La si può interrogare, però, in merito alle domande che sottintende. E in questo caso, a chi lavori nell’ambito dell’educazione e della cura, può venire in mente un pezzetto di realtà. Certo, le scorciatoie miracolose e gli atti di eroismo rappresentati nelle serie non sono realistici – purtroppo la vita di nessun* di noi è scritta da uno sceneggiatore bravo come quello che fa dire al comandante dell’IPM la frase giusta in qualunque occasione. Ma è vero che, soprattutto nei contesti più difficili, svolgere il proprio lavoro – di insegnanti, di educatori – in modo ligio, come da contratto, non funziona. Pare che i risultati si ottengano costruendo un rapporto personale con i ragazzi, a volte forzando le regole, proseguendo il dialogo oltre l’orario e mettendo in gioco la propria vita personale. Insomma portandosi il lavoro a casa, proprio come fanno – sì, in misura maggiore – i supereroi della cura delle nostre serie tv.
Pensiamo per esempio alla scuola. Immaginiamo di insegnare in una scuola in cui un ragazzo, 15 anni, è sicuro che il suo dovere sia uccidere l’uomo per il quale sua madre ha abbandonato da un giorno all’altro i cinque figli. Un’altra ragazza, analfabeta, rimasta incinta a sedici anni, sa esprimersi solo a parolacce in napoletano. Un altro ha il padre alcolista, sua madre a colloquio si vanta di averlo picchiato fino a fargli uscire il sangue per correggerlo. I nomi sono quasi gli stessi dei ragazzi e delle ragazze di Mare Fuori – Mimmo, Fortuna, Salvatore, Ciro – ma questa volta la storia è vera: è quella raccontata nel libro di Carla Melazzini Ho insegnato al principe di Danimarca (Sellerio 2011), una raccolta di testimonianze intorno all’esperienza di Chance, progetto di scuola per ragazzi «poli-problematici» della periferia di Napoli in cui l’autrice aveva lavorato. Un percorso che ha avuto grande successo, smentendo la sentenza di molte delle scuole di provenienza che, dopo aver più volte bocciato i ragazzi in questione, li avevano di fatto lasciati allontanare. Una storia drammatica, ma nel complesso bellissima (questo è un consiglio di lettura).
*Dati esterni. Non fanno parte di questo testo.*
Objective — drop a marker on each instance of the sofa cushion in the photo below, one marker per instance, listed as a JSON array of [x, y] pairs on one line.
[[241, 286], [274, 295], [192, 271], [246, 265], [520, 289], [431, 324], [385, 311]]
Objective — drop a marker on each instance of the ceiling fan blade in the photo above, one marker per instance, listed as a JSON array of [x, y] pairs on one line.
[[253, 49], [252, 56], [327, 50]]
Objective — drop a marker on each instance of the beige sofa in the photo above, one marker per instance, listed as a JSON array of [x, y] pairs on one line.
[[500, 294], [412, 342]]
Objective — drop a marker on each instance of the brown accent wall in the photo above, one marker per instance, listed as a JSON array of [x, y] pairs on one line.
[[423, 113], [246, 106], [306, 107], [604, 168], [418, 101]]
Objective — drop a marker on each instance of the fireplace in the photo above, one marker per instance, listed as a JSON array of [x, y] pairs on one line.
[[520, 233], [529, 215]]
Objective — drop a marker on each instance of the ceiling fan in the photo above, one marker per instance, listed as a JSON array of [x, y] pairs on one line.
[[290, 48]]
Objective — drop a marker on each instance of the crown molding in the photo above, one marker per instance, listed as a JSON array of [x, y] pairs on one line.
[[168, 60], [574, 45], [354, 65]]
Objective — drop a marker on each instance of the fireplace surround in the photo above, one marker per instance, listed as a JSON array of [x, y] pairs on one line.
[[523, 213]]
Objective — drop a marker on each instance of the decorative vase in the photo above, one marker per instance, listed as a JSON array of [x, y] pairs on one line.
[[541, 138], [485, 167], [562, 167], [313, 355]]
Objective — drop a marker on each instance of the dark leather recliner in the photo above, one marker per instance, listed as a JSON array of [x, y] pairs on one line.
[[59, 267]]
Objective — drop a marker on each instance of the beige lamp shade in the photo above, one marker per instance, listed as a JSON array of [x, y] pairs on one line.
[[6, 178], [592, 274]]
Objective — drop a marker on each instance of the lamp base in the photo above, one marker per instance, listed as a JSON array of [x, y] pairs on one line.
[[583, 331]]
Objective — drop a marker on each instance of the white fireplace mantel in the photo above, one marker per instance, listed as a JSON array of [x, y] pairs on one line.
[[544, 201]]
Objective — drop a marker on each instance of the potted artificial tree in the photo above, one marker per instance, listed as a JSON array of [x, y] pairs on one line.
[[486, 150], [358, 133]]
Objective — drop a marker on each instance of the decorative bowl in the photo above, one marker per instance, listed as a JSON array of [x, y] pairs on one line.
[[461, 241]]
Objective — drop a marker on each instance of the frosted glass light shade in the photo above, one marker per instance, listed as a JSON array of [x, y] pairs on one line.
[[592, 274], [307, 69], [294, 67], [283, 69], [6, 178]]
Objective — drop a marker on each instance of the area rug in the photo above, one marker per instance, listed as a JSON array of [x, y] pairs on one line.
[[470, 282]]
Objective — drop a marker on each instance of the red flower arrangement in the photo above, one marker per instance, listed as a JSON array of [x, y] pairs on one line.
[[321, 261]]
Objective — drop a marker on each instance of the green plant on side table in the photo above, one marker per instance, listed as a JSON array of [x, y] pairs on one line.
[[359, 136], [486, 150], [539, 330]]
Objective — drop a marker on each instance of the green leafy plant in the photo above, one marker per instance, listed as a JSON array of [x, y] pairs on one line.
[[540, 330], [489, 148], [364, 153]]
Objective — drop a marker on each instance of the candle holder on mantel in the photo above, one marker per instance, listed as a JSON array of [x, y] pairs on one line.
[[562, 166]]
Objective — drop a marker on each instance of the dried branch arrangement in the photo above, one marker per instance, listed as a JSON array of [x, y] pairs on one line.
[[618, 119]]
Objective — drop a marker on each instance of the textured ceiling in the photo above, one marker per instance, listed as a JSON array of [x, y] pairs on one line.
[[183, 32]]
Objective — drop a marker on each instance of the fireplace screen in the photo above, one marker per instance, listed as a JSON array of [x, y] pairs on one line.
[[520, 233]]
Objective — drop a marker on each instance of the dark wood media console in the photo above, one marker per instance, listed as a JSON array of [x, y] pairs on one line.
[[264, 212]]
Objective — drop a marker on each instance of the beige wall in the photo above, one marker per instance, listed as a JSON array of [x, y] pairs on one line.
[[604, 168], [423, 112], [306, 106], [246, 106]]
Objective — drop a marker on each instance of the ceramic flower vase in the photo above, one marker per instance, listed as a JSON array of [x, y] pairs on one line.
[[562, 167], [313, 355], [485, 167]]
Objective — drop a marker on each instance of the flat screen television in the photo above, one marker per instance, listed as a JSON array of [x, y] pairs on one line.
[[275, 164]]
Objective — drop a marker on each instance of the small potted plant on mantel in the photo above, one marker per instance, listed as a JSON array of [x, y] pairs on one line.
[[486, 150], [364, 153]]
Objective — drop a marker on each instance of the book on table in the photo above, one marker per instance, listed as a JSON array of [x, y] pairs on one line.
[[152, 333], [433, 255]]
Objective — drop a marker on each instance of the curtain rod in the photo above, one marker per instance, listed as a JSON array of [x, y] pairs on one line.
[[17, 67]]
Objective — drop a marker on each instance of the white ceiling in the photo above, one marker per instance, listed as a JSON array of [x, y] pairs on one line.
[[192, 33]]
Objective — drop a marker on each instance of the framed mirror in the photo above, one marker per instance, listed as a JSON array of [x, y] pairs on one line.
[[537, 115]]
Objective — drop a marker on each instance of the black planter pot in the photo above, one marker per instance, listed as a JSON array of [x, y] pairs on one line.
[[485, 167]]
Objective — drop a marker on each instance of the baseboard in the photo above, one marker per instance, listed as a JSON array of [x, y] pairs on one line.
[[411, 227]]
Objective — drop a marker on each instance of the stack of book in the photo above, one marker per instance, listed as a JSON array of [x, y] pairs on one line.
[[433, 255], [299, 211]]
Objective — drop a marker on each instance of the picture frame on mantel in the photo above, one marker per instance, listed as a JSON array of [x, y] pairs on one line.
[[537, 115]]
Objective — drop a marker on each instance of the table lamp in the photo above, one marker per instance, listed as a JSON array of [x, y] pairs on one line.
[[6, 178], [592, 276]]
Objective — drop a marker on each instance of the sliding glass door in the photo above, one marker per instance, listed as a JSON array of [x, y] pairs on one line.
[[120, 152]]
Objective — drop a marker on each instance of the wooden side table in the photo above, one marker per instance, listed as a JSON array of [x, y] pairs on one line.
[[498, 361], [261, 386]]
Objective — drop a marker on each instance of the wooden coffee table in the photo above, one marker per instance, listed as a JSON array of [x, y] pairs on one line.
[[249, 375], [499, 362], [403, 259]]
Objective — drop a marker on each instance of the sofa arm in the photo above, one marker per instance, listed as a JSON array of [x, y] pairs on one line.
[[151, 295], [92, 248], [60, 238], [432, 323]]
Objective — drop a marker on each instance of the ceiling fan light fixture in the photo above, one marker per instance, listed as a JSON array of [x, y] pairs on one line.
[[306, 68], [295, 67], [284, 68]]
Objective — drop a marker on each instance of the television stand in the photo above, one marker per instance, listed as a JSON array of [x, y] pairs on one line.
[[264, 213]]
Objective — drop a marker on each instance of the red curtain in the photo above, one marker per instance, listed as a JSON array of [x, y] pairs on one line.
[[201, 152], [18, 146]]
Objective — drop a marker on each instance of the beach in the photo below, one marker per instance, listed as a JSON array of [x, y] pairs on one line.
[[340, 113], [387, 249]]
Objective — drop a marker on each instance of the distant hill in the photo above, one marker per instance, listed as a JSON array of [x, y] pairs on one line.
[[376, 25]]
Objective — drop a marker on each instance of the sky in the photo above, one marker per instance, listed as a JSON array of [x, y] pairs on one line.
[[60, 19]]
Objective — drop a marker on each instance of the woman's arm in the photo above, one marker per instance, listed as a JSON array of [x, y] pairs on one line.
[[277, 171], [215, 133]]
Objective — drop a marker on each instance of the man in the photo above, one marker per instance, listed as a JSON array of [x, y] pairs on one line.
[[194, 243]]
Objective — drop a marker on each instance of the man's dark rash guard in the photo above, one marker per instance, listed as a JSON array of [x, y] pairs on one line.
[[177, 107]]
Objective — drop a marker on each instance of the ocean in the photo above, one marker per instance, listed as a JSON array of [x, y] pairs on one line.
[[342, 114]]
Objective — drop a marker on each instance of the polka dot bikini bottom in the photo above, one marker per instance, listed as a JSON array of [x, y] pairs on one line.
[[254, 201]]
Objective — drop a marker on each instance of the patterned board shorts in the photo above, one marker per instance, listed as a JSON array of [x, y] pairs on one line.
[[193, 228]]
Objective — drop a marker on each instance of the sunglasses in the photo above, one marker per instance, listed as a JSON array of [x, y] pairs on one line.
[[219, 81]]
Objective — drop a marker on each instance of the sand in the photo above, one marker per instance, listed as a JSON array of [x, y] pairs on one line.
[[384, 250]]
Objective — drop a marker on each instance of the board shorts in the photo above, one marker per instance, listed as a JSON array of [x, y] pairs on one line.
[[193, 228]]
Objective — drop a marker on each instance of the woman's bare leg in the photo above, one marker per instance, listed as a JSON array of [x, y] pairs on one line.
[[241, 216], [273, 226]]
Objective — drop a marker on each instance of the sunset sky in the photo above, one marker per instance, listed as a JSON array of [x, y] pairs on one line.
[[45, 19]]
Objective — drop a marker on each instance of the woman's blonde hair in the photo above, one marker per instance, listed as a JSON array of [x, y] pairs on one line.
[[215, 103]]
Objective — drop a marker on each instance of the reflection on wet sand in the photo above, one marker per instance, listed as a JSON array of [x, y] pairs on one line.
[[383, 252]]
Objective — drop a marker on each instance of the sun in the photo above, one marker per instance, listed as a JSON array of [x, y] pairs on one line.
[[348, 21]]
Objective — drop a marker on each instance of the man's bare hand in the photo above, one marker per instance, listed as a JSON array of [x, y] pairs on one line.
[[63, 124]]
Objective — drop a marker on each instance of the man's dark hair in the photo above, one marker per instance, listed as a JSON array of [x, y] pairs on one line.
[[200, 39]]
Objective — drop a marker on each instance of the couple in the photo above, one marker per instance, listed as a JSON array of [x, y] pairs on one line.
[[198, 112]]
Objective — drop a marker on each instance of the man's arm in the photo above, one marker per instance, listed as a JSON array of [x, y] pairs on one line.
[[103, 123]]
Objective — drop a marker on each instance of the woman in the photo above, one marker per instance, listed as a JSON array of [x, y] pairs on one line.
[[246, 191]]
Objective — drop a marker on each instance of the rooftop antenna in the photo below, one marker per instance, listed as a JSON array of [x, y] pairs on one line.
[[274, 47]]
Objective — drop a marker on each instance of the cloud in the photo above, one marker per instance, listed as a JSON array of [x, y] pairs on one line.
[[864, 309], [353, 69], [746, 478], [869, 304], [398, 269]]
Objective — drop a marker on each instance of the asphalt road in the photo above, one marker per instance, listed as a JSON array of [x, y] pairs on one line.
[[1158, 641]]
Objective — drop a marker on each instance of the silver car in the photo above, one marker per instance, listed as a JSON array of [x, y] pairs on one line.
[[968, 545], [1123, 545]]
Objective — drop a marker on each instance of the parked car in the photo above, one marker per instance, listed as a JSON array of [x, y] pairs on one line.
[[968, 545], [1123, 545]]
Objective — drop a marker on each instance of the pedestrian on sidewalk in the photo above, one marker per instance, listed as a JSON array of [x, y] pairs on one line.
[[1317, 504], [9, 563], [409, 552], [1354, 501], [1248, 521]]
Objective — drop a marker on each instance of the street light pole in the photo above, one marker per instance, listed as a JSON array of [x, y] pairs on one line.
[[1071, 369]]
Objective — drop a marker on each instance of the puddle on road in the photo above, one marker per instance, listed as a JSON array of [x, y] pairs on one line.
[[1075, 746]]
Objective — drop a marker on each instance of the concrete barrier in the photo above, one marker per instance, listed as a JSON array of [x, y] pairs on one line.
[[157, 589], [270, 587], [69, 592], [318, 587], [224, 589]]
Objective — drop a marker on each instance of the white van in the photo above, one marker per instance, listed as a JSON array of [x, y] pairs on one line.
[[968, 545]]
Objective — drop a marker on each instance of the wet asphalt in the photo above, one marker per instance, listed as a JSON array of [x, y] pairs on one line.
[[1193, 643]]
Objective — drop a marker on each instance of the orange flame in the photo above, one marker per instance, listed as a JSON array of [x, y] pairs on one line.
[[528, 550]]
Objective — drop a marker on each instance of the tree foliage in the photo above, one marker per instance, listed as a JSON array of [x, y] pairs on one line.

Se dovessimo lavorare in una scuola del genere, in cui i ragazzini arrivano con il coltello e ci è richiesto di far loro cambiare testa, di insegnar loro a non usarlo, in molti probabilmente ci spaventeremmo: penseremmo che più che di un insegnante, lì, c’è bisogno di un supereroe. Ma immaginiamo ora di spostarci in una scuola di periferia della nostra città: in ogni classe c’è qualche ragazzo con la famiglia seguita dai servizi sociali; alcuni sono appena arrivati e non sanno una parola di italiano, altri sono qui da un po’ ma nel cambio di Paese e di scuola sono rimasti enormemente indietro rispetto ai coetanei. Alcuni vengono da contesti violenti, e hanno questa violenza che ribolle loro dentro anche a scuola; altri e altre subiscono questi modelli, per questo o per altri motivi rimangono schiacciati, non parlano. Nella testa di molti non c’è proprio spazio per le materie di scuola: ci sono questioni più urgenti da affrontare.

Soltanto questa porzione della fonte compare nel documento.